Nicolette Novak is the owner of Good Earth Food and Wine Co that includes a bistro, government restrictions designed to limit the spread of Covid-19 have virtually crippled all aspects of Good Earth’s business.
“I’m a pretty strong person, but last few weeks I’ve hit the wall a few times when I thought to myself, ‘I can’t do this anymore,” said Novak. “I don’t know how much longer I can hold on.”
Novak is worried about how to keep her winery going during the pandemic, but her first priority is her staff, she said, “the size of the debt that’s facing me; I get paralyzed at the thought of how much I’m going to owe.”

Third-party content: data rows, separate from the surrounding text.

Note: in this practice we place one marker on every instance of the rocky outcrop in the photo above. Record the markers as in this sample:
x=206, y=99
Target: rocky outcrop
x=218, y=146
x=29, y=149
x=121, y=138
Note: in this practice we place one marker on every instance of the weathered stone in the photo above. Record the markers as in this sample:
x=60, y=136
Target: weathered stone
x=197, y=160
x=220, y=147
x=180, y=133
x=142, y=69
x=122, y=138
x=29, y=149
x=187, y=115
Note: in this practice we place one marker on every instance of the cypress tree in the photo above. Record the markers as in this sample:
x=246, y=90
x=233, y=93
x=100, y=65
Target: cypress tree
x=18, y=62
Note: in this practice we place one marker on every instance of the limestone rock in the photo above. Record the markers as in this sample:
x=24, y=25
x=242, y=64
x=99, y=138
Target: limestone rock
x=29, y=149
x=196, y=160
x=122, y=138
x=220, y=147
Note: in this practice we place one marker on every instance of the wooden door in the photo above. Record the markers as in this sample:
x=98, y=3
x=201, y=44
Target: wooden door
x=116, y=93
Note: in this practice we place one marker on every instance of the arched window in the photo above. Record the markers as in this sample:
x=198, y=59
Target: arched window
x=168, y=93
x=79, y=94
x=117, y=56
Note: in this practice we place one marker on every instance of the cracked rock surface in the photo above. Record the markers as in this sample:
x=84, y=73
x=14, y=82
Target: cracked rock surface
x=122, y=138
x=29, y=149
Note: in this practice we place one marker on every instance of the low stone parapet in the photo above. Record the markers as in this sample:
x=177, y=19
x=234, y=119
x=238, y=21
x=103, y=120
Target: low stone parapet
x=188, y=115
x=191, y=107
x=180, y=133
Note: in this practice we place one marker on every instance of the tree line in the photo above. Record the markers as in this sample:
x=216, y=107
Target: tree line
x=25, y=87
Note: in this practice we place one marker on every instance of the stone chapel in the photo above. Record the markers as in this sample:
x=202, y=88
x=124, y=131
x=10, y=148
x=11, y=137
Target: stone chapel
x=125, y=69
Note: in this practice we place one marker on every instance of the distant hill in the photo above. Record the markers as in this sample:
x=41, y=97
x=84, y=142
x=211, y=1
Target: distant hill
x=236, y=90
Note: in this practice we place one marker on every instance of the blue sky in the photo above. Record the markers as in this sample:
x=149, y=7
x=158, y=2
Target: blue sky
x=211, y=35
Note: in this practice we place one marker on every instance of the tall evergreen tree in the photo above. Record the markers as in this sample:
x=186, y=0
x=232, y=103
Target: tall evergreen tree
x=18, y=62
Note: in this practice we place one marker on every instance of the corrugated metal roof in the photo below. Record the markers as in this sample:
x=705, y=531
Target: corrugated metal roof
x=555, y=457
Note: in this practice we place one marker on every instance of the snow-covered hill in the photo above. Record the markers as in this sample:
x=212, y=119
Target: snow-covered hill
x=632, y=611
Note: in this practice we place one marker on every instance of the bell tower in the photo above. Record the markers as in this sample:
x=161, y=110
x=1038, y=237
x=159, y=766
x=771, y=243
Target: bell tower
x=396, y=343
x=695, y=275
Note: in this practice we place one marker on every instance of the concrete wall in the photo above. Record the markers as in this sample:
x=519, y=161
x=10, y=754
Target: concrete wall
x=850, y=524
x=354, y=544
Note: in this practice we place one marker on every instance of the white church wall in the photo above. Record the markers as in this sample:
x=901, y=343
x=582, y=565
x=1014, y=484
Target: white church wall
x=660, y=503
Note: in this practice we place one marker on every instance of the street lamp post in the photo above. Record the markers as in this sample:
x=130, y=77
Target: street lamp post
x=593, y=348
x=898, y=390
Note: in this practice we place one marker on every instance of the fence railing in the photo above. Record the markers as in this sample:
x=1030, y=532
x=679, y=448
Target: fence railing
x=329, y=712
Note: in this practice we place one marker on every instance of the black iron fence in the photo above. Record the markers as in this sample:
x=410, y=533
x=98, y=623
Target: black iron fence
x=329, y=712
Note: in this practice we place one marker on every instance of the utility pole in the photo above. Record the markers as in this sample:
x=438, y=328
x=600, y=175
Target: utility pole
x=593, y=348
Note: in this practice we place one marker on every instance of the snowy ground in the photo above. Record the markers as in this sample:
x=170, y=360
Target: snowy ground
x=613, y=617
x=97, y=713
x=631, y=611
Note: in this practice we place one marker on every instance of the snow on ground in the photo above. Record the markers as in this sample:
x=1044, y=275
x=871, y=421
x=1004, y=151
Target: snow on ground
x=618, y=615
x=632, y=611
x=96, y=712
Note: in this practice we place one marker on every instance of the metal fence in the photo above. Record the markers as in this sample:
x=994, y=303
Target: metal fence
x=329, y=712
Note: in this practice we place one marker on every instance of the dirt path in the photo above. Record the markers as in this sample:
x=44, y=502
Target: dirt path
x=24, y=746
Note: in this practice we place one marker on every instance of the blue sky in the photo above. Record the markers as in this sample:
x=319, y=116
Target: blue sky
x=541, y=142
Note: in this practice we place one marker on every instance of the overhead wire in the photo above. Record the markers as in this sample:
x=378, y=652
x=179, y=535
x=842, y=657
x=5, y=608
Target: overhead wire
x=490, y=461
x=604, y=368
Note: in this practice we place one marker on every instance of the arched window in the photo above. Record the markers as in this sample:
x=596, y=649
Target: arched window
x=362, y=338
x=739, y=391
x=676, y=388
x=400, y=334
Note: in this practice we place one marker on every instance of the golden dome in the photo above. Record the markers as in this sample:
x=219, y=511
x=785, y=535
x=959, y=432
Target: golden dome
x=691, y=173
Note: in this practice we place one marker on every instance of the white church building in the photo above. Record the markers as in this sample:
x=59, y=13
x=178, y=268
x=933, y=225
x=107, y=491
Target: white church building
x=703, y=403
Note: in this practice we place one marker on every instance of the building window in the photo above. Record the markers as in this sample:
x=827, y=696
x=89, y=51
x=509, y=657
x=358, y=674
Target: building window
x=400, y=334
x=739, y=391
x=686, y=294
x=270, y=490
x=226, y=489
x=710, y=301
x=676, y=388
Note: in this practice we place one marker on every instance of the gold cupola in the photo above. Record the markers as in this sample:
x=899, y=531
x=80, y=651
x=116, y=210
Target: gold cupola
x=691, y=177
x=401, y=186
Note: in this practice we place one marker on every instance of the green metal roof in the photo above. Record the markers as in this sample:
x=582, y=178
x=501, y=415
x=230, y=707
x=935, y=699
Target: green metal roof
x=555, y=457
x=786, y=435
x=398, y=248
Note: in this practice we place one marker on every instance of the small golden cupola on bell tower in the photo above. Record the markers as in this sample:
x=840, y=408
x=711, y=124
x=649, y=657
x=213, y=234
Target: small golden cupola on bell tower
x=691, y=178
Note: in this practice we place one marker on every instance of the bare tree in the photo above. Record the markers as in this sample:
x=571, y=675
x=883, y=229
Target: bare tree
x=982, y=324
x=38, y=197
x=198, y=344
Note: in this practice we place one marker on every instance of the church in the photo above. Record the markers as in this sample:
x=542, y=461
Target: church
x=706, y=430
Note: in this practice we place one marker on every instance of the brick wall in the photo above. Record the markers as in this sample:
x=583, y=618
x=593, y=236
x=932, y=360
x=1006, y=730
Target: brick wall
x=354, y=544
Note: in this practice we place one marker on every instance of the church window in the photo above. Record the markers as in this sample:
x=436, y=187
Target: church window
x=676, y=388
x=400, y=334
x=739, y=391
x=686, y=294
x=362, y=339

The winemaking business sits at an intersection of agriculture, retail, wholesale, exporting, and hospitality sectors, which makes it particularly vulnerable during Ontario’s ongoing lockdown, and smaller wineries, like Good Earth, are most affected when it comes to sales.

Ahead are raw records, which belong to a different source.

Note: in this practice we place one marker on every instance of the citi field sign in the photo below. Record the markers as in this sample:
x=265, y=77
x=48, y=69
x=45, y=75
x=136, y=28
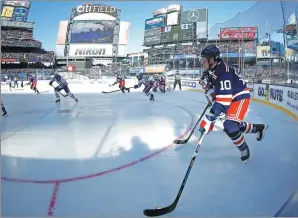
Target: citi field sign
x=92, y=8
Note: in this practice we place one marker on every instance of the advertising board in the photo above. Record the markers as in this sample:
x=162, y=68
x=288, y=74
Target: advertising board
x=7, y=12
x=184, y=32
x=172, y=18
x=159, y=11
x=251, y=88
x=194, y=16
x=291, y=99
x=174, y=8
x=20, y=14
x=157, y=21
x=92, y=31
x=136, y=70
x=152, y=36
x=238, y=33
x=25, y=4
x=261, y=91
x=124, y=33
x=90, y=50
x=155, y=69
x=96, y=9
x=170, y=34
x=62, y=33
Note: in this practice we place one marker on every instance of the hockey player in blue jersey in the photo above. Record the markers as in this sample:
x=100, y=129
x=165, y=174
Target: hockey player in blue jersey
x=230, y=98
x=148, y=83
x=4, y=112
x=62, y=84
x=121, y=81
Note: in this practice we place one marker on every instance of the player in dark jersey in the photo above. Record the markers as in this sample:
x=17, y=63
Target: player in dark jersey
x=230, y=98
x=4, y=112
x=121, y=81
x=33, y=82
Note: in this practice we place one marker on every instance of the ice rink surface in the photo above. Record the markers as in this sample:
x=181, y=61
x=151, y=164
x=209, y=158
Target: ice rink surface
x=112, y=155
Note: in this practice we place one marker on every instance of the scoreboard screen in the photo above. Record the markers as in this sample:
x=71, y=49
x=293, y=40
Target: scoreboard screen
x=183, y=32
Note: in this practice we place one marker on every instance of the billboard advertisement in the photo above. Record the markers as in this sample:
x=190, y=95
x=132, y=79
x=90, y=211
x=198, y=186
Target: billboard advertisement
x=173, y=8
x=61, y=37
x=152, y=36
x=124, y=33
x=20, y=14
x=90, y=50
x=157, y=21
x=96, y=9
x=194, y=16
x=92, y=32
x=184, y=32
x=25, y=4
x=238, y=33
x=291, y=32
x=263, y=51
x=14, y=13
x=7, y=12
x=159, y=11
x=172, y=18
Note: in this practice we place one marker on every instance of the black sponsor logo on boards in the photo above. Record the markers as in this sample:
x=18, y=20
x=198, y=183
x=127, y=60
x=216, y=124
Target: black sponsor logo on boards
x=292, y=95
x=276, y=94
x=90, y=51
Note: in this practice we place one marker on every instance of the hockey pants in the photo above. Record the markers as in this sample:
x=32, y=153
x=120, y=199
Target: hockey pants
x=179, y=83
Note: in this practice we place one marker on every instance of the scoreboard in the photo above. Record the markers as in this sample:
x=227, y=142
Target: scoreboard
x=183, y=32
x=170, y=34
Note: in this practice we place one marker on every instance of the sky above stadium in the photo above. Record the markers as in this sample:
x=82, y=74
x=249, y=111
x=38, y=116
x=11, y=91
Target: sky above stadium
x=47, y=16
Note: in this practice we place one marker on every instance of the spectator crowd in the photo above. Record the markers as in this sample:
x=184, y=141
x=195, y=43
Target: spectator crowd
x=30, y=57
x=224, y=46
x=16, y=34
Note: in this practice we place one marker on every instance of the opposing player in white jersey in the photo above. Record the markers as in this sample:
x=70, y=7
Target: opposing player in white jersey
x=62, y=84
x=3, y=110
x=148, y=83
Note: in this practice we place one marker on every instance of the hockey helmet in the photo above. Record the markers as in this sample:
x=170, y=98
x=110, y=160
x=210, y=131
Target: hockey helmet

She has had to cancel all of her cooking classes and the restaurant’s business has dropped off sharply. Although curbside pickup is permitted under Ontario’s restrictions, by their very nature wineries are in sparsely populated rural area where there are few people around to order takeout. The wholesale side of the winery business has also been affected, since restaurants aren’t going through cases of wine as quickly as they once did.
Paul Bosc Jr., the proprietor of Chateau des Charmes Winery in Niagara-on-the-Lake, Ont., says his revenue streams have dried up in large part because he hasn’t received an exporting or duty free order in months. His agricultural costs, however, have remained constant. “We’re trying to fund a farm operation, 250 acres of vineyards, four different sites, as if it was business as usual.” “We’ve got about half a million grapevines that have to be tied and pruned, all done by hand. But we’re trying to fund that workforce of about 40 people at a time when our revenues have been cut by at least two-thirds.”

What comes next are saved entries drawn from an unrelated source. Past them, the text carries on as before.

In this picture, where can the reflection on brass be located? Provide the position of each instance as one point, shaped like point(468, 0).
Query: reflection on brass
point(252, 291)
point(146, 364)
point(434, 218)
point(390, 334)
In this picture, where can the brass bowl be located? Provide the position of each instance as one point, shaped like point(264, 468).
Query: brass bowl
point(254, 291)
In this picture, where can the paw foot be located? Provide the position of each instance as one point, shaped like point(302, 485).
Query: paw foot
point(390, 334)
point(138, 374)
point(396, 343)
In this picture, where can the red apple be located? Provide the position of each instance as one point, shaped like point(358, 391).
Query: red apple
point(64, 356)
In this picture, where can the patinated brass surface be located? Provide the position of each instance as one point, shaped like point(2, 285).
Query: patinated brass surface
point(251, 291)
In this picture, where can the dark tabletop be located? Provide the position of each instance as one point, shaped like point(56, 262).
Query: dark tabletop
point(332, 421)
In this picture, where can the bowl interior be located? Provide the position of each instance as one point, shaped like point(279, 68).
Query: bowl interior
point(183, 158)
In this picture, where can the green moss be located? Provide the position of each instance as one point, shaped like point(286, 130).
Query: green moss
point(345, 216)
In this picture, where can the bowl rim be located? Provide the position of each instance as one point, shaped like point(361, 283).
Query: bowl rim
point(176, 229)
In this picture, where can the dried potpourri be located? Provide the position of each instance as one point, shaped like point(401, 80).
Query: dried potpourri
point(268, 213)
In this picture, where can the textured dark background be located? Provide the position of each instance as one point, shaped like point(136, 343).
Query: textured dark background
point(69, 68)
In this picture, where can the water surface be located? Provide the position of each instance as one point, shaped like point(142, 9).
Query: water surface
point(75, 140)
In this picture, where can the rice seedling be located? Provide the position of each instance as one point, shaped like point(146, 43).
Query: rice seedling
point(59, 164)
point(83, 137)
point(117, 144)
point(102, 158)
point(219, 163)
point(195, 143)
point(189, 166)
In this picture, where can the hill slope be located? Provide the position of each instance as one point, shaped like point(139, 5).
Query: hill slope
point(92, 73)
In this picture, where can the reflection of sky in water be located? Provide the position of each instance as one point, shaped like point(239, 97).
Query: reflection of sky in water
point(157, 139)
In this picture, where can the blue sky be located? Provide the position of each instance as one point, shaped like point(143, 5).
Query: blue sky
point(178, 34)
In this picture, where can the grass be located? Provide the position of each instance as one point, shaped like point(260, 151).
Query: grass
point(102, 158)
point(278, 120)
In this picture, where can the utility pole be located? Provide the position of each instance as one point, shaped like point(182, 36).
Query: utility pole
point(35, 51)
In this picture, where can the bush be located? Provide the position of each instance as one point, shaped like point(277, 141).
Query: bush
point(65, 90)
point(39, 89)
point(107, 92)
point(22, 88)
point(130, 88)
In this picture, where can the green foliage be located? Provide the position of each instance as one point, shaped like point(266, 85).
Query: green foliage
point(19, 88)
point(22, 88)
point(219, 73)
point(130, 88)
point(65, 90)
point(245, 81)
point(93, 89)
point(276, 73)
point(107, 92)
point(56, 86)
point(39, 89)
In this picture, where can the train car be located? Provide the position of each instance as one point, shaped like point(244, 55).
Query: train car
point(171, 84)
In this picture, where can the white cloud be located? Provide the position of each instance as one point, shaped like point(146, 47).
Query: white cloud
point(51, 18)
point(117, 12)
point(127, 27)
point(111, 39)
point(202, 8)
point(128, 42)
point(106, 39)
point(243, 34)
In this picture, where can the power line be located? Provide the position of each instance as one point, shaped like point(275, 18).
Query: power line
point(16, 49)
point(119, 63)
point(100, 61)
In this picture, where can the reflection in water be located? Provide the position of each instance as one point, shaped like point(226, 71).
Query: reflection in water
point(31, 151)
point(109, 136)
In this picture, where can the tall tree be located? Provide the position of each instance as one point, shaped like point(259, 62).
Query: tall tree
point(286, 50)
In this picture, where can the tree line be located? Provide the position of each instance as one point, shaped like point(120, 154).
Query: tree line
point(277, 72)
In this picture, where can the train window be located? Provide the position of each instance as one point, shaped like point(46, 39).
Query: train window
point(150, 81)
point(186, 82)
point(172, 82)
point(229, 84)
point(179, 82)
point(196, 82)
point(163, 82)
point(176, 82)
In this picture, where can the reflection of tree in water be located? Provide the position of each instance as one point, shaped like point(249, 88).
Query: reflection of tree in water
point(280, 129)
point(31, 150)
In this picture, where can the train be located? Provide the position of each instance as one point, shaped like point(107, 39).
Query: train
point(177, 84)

According to Vintners Quality Alliance Ontario, wineries in the province’s three wine-producing regions _ Lake Erie North Shore, Niagara Peninsula, and Prince Edward County – contribute to 18,000 jobs with a total economic benefit of more than $4 billion per year. Every bottle of VQA wine sold generates $98.20 in economic benefit for the province. Winery tourism, which generates $850 million per year for Ontario, is a critical part of business. It’s the most significant profit centre and has the largest impact on money being returned to the community. Most of the 180 wineries in Ontario are family-run operations with fewer than 20 employees.
Although interest-free loans and government benefits for small businesses have helped, many winemakers would like to be reopened along with other seasonal businesses like garden centers or golf courses. They also hope that Ontario wine drinkers will make more of an effort to shop locally, and support not just an important cornerstone of a regional economy, but also the national economy.”